[
https://issues.apache.org/jira/browse/HADOOP-17682?focusedWorklogId=642750&page=com.atlassian.jira.plugin.system.issuetabpanels:worklog-tabpanel#worklog-642750
]
ASF GitHub Bot logged work on HADOOP-17682:
-------------------------------------------
Author: ASF GitHub Bot
Created on: 27/Aug/21 09:12
Start Date: 27/Aug/21 09:12
Worklog Time Spent: 10m
Work Description: snvijaya commented on pull request #2975:
URL: https://github.com/apache/hadoop/pull/2975#issuecomment-907053394
> Hi,
>
> only just seen this...feel free to let me know when you are doing big bits
work, especially with unstable bits of the API that I've worked on.
>
> FWIW, I'll be able to use this in the manifest committer #2971; as it well
let me go straight from the listing of the directory of manifests to opening
each manifest without the HEAD requests. I also have an internal PoC parquet
lib which does the same -and showed up the bugs in s3a FS there.
>
> I have some concerns with the patch as is, which I'd like addressed in a
"stabilize abfs openFile.withStatus" JIRA, which, once is in, can go in to -3.3
back to back with this
>
> In particular, the openFile code on L705 warns if the FileStatus is of the
wrong type.
> This turns out to cause problems in Hive or any other FS which wraps the
inner FS, and
> creates its own FileStatus objects.

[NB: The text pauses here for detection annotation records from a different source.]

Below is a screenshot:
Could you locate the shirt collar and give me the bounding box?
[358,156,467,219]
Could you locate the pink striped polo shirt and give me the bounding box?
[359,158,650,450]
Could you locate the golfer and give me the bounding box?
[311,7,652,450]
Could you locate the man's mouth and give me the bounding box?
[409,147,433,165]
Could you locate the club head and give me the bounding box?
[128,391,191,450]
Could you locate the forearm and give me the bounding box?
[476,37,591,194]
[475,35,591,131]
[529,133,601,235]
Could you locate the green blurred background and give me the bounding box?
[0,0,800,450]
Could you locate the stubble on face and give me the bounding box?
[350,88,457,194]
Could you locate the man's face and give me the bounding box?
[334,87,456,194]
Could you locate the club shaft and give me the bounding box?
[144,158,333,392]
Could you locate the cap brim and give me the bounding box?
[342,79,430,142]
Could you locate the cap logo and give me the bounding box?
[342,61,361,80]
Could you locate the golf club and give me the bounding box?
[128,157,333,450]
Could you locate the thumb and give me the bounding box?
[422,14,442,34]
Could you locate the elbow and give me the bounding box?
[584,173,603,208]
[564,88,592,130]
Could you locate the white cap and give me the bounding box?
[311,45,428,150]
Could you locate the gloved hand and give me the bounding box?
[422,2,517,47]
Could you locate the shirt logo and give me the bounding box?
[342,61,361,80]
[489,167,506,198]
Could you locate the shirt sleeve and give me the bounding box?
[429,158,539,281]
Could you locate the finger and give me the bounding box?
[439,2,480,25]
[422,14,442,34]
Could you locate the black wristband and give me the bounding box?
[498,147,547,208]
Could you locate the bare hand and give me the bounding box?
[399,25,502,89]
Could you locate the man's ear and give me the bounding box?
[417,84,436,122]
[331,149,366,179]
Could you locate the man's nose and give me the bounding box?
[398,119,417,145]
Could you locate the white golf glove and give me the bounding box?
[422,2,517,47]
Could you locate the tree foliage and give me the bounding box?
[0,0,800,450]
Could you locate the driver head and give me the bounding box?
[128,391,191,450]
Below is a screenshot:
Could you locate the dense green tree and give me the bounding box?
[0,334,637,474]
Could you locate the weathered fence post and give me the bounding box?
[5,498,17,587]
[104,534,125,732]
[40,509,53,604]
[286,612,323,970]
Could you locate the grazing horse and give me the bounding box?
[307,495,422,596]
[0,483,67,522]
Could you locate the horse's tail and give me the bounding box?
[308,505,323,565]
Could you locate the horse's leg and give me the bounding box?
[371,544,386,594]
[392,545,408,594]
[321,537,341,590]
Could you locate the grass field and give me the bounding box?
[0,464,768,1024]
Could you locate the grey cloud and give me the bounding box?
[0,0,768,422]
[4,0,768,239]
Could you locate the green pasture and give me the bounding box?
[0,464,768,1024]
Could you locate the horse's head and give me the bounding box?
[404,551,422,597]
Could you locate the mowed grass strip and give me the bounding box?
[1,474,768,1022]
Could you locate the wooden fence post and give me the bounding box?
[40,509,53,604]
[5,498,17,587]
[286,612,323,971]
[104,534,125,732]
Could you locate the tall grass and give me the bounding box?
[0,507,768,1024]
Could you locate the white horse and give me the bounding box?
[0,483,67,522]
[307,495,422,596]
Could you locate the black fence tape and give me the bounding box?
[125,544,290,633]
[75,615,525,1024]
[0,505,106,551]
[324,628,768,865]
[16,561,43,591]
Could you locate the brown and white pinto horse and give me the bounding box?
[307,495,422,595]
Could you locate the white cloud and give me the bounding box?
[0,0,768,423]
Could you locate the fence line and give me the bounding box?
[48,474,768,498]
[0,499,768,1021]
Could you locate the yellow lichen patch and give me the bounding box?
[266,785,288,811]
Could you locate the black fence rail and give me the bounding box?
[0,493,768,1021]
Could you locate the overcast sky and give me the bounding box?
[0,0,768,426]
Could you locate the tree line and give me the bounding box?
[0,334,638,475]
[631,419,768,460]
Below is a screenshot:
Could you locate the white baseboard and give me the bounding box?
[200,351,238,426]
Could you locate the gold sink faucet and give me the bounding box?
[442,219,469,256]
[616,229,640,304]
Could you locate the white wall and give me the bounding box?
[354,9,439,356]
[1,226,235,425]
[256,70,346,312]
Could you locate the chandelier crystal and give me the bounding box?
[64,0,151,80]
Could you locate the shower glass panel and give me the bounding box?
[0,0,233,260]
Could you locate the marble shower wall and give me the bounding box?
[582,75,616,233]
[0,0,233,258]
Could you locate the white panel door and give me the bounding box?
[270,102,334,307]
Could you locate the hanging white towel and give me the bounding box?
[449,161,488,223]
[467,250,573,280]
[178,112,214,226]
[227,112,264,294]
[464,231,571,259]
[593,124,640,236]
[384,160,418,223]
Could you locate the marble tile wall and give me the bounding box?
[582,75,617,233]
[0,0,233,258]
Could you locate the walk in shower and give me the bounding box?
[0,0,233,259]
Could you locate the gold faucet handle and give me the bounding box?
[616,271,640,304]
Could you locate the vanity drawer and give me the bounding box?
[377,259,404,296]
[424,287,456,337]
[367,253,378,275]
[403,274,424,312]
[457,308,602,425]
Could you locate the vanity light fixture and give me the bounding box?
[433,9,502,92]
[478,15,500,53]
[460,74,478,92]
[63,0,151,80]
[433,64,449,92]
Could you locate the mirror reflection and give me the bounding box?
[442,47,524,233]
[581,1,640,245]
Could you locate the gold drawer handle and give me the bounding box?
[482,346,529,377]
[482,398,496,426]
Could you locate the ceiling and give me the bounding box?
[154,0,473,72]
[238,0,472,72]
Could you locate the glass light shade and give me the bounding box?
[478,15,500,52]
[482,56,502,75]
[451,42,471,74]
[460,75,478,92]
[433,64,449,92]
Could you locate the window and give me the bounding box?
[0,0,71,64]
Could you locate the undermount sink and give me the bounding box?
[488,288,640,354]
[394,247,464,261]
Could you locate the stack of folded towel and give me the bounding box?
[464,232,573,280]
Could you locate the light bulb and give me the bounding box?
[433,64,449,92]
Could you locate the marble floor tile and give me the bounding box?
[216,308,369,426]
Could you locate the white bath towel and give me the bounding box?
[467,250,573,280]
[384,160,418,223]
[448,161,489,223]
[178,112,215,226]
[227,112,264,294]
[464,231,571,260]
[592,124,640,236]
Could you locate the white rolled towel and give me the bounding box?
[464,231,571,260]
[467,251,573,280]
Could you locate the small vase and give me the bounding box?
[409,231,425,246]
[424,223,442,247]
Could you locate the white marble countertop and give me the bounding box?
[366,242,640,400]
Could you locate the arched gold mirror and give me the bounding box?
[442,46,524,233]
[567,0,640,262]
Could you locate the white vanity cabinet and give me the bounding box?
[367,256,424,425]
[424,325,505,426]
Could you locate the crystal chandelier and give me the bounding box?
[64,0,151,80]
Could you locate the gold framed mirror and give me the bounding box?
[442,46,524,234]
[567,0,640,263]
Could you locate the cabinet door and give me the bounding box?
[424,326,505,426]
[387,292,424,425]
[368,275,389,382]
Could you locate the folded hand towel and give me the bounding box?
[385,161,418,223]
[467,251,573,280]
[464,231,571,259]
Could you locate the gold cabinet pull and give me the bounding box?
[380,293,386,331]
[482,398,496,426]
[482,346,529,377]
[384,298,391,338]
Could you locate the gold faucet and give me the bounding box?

Why does hive do this? Because
FileStatus.getPath()
> returns the full path of the reference; hive has to replace this with a
new FileStatus
> with its mapped path.
>
> _printing WARN if the type is wrong is going to fill up Hive logs and
remove all speedup options_
>
> In #3289 I soften the requirement for the path to == the object; I'm only
checking the final elements are equal. This allows parquet through Hive to use
the API.
>
>
https://github.com/apache/hadoop/pull/3289/files#diff-4050f95b7e3912145415b6e2f9cd3b0760fcf2ce96bf0980c6c30a6edad2d0fbR5402
>
> In #2584, which is my real "stabilize openfile patch" I do it properly
>
>
https://github.com/apache/hadoop/blob/700f99835f21571d9f29f2194327894776abe13f/hadoop-tools/hadoop-aws/src/main/java/org/apache/hadoop/fs/s3a/impl/PrepareToOpenFile.java
>
> * only check name
> * reject directories
> * handle LocatedFileStatus
> * and any other FS subclass, only picking up the length value
> * and as this has got complex, factored out into its own class
>
> Really, it's only the length which is important, other than that it is
just a declaration of "this is a file, skip the HEAD"
>
> So for ABFS to work, I'm going to require the equivalent of that
PrepareToOpenFile: support for more FileStatus types. Doesn't need to be
factored out, though that turned out to work well for testing.
>
> This makes clear that I need to get #2584 in; it's been neglected.
>
> That patch allows for a seek policy to be specified; all the whole file
reads ask for sequential IO, so when hive clusters are deployed with the
default seek policy set to random, things like distcp and hadoop fs put don't
fail. It critically defines a standard set of seek policies, which Azure can
implement too.
> I've realized we need one more "whole-file", which says "no need for lazy
seek, just do the GET".
>
> Does anyone want to take that PR up? I keep getting distracted by other
high-importance tasks.
>
> Meanwhile the manifest committer can be the first user of this; I will
verify that it delivers some speed up. It should: job commit with 1000 tasks
will go from one list, 1000 HEAD, 1000 GET to 1 list and the 1000 GETs.
>
> FWIW, this is the code in callthe magic committer patch which becomes safe
to use with the filename fix there:
>
https://github.com/apache/hadoop/pull/3289/files#diff-3da795bf4618a7e504e21d3c53f9f7a42c52a75fe232906feb4e66f98794d41eR94
>
> ...I'll do the same with the manifest committer; if I do it this week its
new tests will help stress the feature.
Hi @steveloughran,
Thanks a lot for taking a look at this change. We will make updates to
address the comments provided.
There is one comment on the eTag that I would like to check with you.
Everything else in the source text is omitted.